Phuong Dinh completed the requirements for her Ph.D. in plant pathology at Washington State University. Her dissertation was entitled “Plant nematode interaction and the application of RNA interference for controlling root-knot nematodes (RKN)”.  Phuong’s advisors were Axel Elling and Debbie Inglis, and her committee also included Kiwamu Tanaka, Lori Carris, and Charles Brown. Phuong developed a novel, nondestructive technique to observe the progression of nematode pathogenesis in planta. She found that overexpression of 16D10, a highly conserved RKN effector in Arabidopsis thaliana, enhanced susceptibility of A. thaliana to Meloidogyne incognita. She cloned an ortholog of 16D10, Mc16D10L, from M. chitwoodi. By silencing Mc16D10L using plant-mediated RNA interference (RNAi), she observed significant reduction of M. chitwoodi race 1 reproduction in A. thaliana and potato plants. Introducing 16D10 RNAi into potato breeding line PA99N82-4 also decreased reproduction of M. chitwoodi pathotype Roza. The RNAi effect of Mc16D10L was transmitted to M. chitwoodi offspring, and significantly reduced pathogenicity of nematode offspring on non-RNAi plants. The potato RNAi line D21 further proved resistant to M. incognita, M. javanica, M. arenaria, and M. hapla. Her results show that plant-mediated 16D10 RNAi offers a promising new tool for molecular breeding against RKN in potato. Phuong was from Vietnam.  She received her B.S. in biotechnology from Vietnam National University in 2004 and M.S. in plant biology from Massey University, New Zealand in 2009.  She was research assistant in Southern Horticultural Research Institute, Vietnam 2004-2007 and 2009-2010.  Phuong works in the institute as plant pathologist.

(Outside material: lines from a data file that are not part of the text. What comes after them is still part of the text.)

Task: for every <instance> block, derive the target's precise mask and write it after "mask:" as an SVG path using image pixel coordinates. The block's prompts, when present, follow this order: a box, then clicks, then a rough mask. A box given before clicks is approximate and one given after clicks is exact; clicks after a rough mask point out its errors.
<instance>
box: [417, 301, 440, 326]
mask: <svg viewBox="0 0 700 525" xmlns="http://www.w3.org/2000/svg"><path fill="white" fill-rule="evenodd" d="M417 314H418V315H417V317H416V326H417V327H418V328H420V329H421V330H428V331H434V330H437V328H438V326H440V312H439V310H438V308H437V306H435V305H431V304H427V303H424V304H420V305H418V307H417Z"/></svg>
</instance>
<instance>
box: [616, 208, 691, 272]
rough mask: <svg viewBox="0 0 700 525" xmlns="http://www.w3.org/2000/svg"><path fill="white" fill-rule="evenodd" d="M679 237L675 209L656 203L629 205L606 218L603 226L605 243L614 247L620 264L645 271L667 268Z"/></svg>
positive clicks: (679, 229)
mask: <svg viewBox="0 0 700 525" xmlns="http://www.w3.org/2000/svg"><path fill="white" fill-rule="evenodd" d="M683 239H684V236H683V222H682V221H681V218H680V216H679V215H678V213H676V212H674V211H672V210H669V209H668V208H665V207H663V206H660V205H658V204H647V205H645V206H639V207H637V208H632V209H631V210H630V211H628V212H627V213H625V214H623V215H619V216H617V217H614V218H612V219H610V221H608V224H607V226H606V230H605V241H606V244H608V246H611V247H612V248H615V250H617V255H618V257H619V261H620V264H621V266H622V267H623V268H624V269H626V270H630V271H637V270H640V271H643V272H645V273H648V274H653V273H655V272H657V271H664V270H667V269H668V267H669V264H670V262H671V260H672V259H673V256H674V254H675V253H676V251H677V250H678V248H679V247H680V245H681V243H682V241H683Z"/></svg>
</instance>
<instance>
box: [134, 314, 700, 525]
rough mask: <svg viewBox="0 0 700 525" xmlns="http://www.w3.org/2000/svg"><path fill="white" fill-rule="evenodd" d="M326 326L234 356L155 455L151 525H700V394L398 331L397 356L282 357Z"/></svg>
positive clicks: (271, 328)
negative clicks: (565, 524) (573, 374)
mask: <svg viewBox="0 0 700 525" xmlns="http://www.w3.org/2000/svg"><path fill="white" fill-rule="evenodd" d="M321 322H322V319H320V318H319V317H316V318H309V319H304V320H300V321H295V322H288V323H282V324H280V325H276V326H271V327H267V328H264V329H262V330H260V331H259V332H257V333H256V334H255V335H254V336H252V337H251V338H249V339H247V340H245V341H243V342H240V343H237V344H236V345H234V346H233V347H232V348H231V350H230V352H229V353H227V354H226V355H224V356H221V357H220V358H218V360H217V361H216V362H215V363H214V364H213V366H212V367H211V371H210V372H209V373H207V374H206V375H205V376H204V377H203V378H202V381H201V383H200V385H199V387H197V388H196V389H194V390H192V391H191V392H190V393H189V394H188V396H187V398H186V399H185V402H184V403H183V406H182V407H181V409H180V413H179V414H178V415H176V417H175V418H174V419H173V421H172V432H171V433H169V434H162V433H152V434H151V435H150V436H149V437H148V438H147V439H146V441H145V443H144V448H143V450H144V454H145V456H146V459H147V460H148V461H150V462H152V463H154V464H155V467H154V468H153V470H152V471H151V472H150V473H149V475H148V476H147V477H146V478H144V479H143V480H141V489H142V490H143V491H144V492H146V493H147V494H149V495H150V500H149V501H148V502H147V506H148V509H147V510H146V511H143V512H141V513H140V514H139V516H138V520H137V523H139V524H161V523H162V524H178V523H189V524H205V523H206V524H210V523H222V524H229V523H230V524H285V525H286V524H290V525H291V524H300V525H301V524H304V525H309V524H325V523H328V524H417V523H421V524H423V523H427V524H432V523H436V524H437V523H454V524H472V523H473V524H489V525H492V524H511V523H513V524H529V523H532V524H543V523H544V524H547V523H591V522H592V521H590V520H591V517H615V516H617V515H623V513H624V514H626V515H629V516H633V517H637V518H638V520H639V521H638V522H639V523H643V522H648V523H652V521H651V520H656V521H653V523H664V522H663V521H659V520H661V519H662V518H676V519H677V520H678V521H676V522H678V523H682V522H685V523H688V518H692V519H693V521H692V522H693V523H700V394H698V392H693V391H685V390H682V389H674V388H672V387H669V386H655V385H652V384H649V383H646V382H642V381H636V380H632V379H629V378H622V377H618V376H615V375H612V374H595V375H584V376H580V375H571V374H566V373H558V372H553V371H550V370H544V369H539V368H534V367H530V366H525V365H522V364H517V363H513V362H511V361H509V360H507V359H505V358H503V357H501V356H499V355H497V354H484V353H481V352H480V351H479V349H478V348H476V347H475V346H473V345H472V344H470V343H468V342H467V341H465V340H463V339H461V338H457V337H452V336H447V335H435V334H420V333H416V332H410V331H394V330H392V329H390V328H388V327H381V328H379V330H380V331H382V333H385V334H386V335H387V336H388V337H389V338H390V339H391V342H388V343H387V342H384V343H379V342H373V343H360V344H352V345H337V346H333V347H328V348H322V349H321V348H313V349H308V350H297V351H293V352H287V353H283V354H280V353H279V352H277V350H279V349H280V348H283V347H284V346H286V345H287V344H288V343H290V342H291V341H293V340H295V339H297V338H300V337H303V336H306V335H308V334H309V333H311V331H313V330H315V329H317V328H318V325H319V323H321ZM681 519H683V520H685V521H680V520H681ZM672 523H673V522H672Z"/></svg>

Wonyong Kim completed the requirements for his Ph.D. in plant pathology at Washington State University. His dissertation was entitled “Functional characterization of polyketide-derived secondary metabolite solanapyrones produced by the chickpea blight pathogen, Ascochyta rabiei: genetics and chemical ecology”.  His committee included Weidong Chen (chair), Lee Hadwiger, George Vandemark, Tobin Peever, and Ming Xian. Solanapyrone A has long been considered a key virulence factor in the chickpea-A. rabiei interaction, due to its phytotoxicity to chickpea.  To determine the role of solanapyrones during infection process, Wonyong generated solanapyrone-minus mutants from A. rabiei strains of different pathotypes. He examined the phytotoxicity of solanapyrones with various legumes including chickpea plants with varying degree of resistance to the disease and expression levels of solanapyrone genes. He found that purified solanapyrone A has a broad spectrum of phytotoxicity, causing necrotic lesions on all tested plants. His results indicate that solanapyrone A is neither a host-selective toxin nor a virulence factor of A. rabiei. To investigate ecological roles of solanapyrones, he co-cultured wild-type strains or solanapyrone-minus mutants with saprobic fungi that have been isolated from chickpea debris left in a field. Wild-type strains effectively suppressed the growth of the saprobic fungi, whereas solanapyrone-minus mutants did not. These results suggest that solanapyrone A plays an important role in competition and presumably in survival of the pathogen in nature.  Wonyong was from South Korea.  He received his B.S. in agronomy in 2007 and M.S. in plant biotechnology in 2009 from Chonnam National University, South Korea.